Considering a turn on an old saying, that a good defense begins with a good offense, I thought everyone would like to see our offensive effort to defend against voles this fall. His name is Crackie, he's a six-year old Maine Coon and, needless to say, he's a mouser.
Voles are feisty; as Crackie toyed with it, it fought back aggressively but the cat flipped it upside down and then I went to get my shovel to finish it off. Crackie didn't like me taking away his new play thing, so I had to give him some treats.
In case you missed it, here's my most recent post on vole control in the rose garden. It alsocontains two other links to vole articles I wrote last year.
One of the things I mention is that, because cats go after voles, you should be very careful to use the right kind of mouse bait to kill them. Here's a quote from my original article:
After that experience, I went to work researching what other non-coagulant rodent baits might be on the market, and I found one.
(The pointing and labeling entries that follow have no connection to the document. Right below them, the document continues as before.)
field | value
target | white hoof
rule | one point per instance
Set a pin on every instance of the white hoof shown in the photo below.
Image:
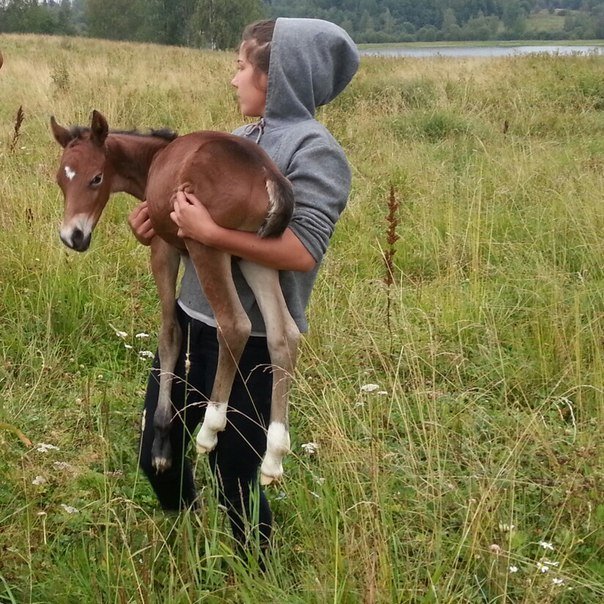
(265, 480)
(277, 447)
(213, 422)
(206, 442)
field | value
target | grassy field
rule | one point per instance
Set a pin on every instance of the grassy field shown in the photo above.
(472, 471)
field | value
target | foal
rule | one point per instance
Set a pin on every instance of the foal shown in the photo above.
(242, 189)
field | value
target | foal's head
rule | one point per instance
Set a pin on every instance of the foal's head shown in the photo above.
(84, 177)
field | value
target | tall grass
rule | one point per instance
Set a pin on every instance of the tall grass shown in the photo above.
(456, 410)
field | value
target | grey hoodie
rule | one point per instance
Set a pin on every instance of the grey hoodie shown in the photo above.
(312, 61)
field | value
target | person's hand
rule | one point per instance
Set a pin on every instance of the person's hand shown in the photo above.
(193, 219)
(140, 224)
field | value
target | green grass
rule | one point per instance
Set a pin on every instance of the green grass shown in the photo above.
(474, 466)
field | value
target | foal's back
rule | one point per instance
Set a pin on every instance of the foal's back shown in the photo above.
(226, 173)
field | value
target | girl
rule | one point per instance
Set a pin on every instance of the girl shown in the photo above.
(285, 70)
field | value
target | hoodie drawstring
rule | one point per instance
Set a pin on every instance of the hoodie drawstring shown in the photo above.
(249, 130)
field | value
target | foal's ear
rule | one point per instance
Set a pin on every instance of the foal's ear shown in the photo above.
(98, 128)
(62, 135)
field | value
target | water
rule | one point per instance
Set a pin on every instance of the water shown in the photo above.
(479, 51)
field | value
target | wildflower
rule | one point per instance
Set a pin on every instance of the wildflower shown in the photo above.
(543, 568)
(310, 448)
(369, 388)
(62, 465)
(70, 509)
(44, 448)
(506, 528)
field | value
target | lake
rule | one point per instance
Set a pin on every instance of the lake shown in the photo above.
(478, 51)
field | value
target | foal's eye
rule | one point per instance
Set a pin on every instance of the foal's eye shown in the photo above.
(96, 181)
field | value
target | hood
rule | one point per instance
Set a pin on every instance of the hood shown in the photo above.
(311, 62)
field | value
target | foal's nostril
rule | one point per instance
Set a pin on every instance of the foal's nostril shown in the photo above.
(79, 241)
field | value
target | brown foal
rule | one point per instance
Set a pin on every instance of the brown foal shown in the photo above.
(242, 189)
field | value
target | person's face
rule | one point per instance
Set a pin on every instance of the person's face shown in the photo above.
(251, 86)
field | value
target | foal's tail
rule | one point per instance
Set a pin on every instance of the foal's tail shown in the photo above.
(280, 204)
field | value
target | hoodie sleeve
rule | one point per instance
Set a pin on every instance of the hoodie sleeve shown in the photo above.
(320, 177)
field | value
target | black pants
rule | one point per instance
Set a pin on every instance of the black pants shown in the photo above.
(237, 457)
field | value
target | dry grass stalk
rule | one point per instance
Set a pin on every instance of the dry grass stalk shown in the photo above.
(19, 118)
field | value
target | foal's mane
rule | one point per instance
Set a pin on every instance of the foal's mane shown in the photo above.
(80, 132)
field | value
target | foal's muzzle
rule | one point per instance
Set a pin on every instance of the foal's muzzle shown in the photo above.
(76, 240)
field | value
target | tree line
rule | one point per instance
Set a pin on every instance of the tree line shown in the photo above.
(218, 23)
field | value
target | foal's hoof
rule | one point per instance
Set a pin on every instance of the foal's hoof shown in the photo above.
(265, 479)
(161, 455)
(206, 442)
(161, 464)
(270, 471)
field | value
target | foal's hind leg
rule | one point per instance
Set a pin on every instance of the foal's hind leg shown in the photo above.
(282, 337)
(214, 273)
(164, 263)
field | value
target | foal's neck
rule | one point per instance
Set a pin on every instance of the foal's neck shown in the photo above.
(131, 156)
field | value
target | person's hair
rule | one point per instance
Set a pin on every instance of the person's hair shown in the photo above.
(256, 40)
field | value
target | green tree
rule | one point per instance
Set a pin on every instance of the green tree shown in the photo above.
(218, 24)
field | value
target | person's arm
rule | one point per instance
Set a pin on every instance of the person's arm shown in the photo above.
(281, 253)
(140, 225)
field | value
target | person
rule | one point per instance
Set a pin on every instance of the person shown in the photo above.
(285, 70)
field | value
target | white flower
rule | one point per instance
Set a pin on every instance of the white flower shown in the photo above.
(310, 448)
(44, 448)
(369, 388)
(70, 509)
(507, 528)
(62, 465)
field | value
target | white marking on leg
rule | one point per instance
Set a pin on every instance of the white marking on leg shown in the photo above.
(213, 422)
(277, 447)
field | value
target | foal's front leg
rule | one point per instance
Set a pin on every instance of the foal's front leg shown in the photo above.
(164, 263)
(283, 336)
(213, 269)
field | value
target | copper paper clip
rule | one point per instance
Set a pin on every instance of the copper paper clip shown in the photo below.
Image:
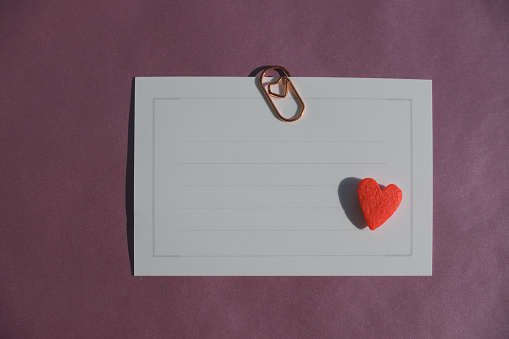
(285, 82)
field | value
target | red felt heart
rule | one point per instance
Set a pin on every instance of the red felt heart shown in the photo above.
(378, 205)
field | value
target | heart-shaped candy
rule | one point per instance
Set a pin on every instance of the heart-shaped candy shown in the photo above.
(378, 205)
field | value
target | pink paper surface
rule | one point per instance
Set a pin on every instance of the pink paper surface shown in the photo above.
(66, 69)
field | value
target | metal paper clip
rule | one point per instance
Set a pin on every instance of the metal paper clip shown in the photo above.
(285, 82)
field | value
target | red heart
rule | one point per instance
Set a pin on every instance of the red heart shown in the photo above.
(378, 205)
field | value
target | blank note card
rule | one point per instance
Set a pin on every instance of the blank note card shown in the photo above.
(222, 187)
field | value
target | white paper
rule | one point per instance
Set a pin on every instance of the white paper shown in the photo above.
(222, 187)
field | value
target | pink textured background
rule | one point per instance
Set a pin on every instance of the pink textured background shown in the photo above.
(66, 69)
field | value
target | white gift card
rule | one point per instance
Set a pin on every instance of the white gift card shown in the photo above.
(222, 187)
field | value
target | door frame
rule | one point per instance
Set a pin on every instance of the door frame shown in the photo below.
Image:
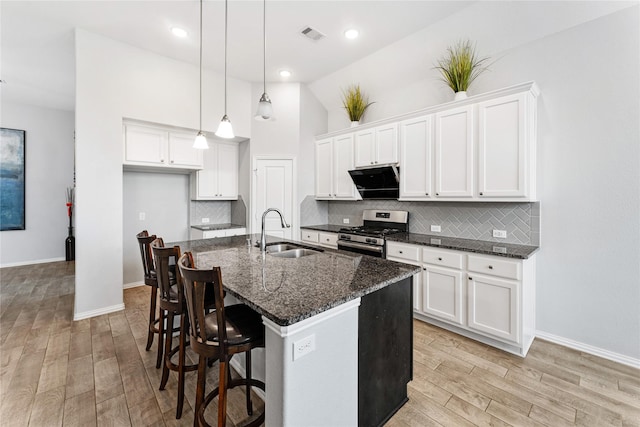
(295, 223)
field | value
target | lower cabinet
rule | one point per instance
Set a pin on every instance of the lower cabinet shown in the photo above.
(209, 234)
(487, 298)
(322, 238)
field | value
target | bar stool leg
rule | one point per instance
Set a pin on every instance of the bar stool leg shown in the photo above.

The brand name is "Eraze", made by Motomco, the same company that makes the anti-coagulant baits. The active ingredient in this one is Zinc Phosphide, which is nonetheless a poison, but acts in a different way, killing small animals immediately after ingestion. There are conflicting opinions on this, but an article by Michigan State University indicates that it is less lethal to larger animals, such as cats and dogs, because their normal reaction after ingesting it would be to regurgitate it rather than digest it. There is no question that it would kill any animal if eaten in sufficient quantity, but it apparently is less dangerous because it kills the rodent and dissipates rather than staying in the animal as the anti-coagulant does, thus potentially transferring to another animal or predatory bird (owl or hawk) that might eat the dead or dying rodent, as we believe our kitten did. Note that Motomco also makes a similar product labeled as mole bait that uses Zinc Phosphide, so if you can't find Eraze, you can use the mole bait (check the label to be sure). Other companies also offer Zinc Phosphide under different brand names.
My first line of defense in controlling voles is castor oil (and Crackie). My second line of defense is zinc phosphide baits in small tin cans, carefully placed around the roses after my winter protection goes on the beds. I'm pretty sure that Crackie can't get at the cans and that, if he does bite into a dead vole, he's not likely to die from residual Zinc Phosphide in the animal.
And we don't want to hurt Crackie. He's a good kid!